The dataset contains 26,680 entries and 44 columns. Each row represents financial data for a specific date and ticker, with various financial metrics and technical indicators.

The key features include:

  • Date: The date of the financial data.

  • Open, High, Low, Close: Stock price information.

  • Volume: Number of shares traded.

  • Dividends, Stock Splits: Corporate actions.

  • Daily_Return: The daily return of the stock.

  • Target_1day, Target_5days, Target_30days: Target variables for stock prediction.

  • Various Financial Metrics: Like Net Income, Diluted EPS, Total Revenue, etc.

  • Technical Indicators: Such as MA (Moving Averages), RSI (Relative Strength Index), MACD, Bollinger Bands, etc.

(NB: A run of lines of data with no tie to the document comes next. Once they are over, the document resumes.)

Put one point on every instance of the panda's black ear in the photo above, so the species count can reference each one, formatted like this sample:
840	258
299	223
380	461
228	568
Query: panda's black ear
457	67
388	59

  • Ticker: The stock symbol.

Here are some key observations:

  • Price Metrics (Open, High, Low, Close): There’s a wide range of values, as indicated by the standard deviation, suggesting significant variability among different stocks. The maximum values are quite high, which could be due to high-priced stocks or outliers.

  • Volume: The trading volume varies greatly, with a large standard deviation. This is expected as trading volumes can differ significantly between stocks.

  • Dividends and Stock Splits: Most values are 0, but there are some extreme values (like a maximum dividend of 6000 and stock split of 20), which are likely outliers or specific events.

  • Daily Return: The average is close to zero, but the range (-0.27 to 0.37) indicates periods of high volatility.

  • Moving Averages (MA_5, MA_10, MA_30, MA_50): Similar to price metrics, there’s a wide range, indicating diverse stock behaviors.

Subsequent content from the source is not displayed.